Ensuite, ce qui me fascine, ce sont les bouchers : les gars, ils vous tranchent en cinq coup de cuiller à pot n'importe quel morceau de viande en lamelle fine, tout en se rasant le doigt. Si je devais faire la même chose, je serais multi-amputé, à l'heure actuelle, et quelqu'un aurait retrouvé un ou plusieurs doigts dans une entrecôte.
Mais le plus fort, c'est l'architecte du Parthénon, et là, vous allez être soufflés. J'ai trouvé l'explication sur le site d'un professeur d'histoire de collège passionné de sa discipline.

Regardez bien sa page thématique sur le Parthénon, les amis, et le schéma que j'affiche de son site.
En 1, c'est le Parthénon tel qu'il vous apparaît.
En 2, c'est le Parthénon tel qu'il nous apparaîtrait s'il était construit avec des lignes droites.
Et en 3, c'est le Parthénon tel qu'il est vraiment construit.

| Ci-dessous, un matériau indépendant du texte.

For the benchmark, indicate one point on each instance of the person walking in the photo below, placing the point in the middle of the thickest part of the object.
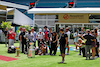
(23, 40)
(81, 33)
(54, 39)
(76, 37)
(68, 33)
(34, 34)
(6, 36)
(63, 44)
(11, 37)
(40, 36)
(20, 44)
(88, 44)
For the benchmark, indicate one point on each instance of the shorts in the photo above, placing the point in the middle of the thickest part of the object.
(62, 49)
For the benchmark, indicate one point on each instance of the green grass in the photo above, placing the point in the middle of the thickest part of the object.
(72, 60)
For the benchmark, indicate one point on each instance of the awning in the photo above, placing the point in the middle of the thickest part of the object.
(64, 10)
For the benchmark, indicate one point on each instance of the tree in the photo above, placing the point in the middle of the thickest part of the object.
(6, 24)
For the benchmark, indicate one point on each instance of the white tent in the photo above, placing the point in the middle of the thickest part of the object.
(21, 19)
(64, 10)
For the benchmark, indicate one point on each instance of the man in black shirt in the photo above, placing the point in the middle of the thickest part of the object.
(63, 44)
(88, 43)
(23, 40)
(6, 36)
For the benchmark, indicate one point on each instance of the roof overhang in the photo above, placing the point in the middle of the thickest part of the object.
(64, 10)
(2, 11)
(14, 5)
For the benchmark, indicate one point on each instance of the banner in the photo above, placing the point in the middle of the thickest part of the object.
(73, 18)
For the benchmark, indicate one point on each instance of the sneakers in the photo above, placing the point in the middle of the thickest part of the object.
(67, 54)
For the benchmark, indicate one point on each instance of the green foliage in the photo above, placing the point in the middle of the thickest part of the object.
(25, 26)
(6, 24)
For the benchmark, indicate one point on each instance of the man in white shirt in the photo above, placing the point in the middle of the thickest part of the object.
(68, 33)
(40, 36)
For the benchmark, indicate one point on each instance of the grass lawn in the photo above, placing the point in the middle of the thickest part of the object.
(72, 60)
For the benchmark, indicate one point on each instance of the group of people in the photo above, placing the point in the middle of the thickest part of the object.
(45, 38)
(85, 40)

Une sacrée illusion d'optique ! ce machin-là est courbe de partout, mais comme l'esprit et les sens humains (la vue en fait) déforment la réalité, les concepteurs de l'édifice ont anticipé la déformation sensorielle. Fortiche de fortiche.
Les Grecs se sont construits ça en 15 ans alors que ça fait 30 ans qu'on essaie de le restaurer, et cela se passait il y a 2500 ans environ. Une pure merveille de la technologie et du savoir-faire antique.
Tout ce que je sais c'est que toutes les proportions sont fixées par le Nombre d'Or, une valeur magique, omniprésente, tant dans la nature que dans les réalisations humaines les plus fameuses.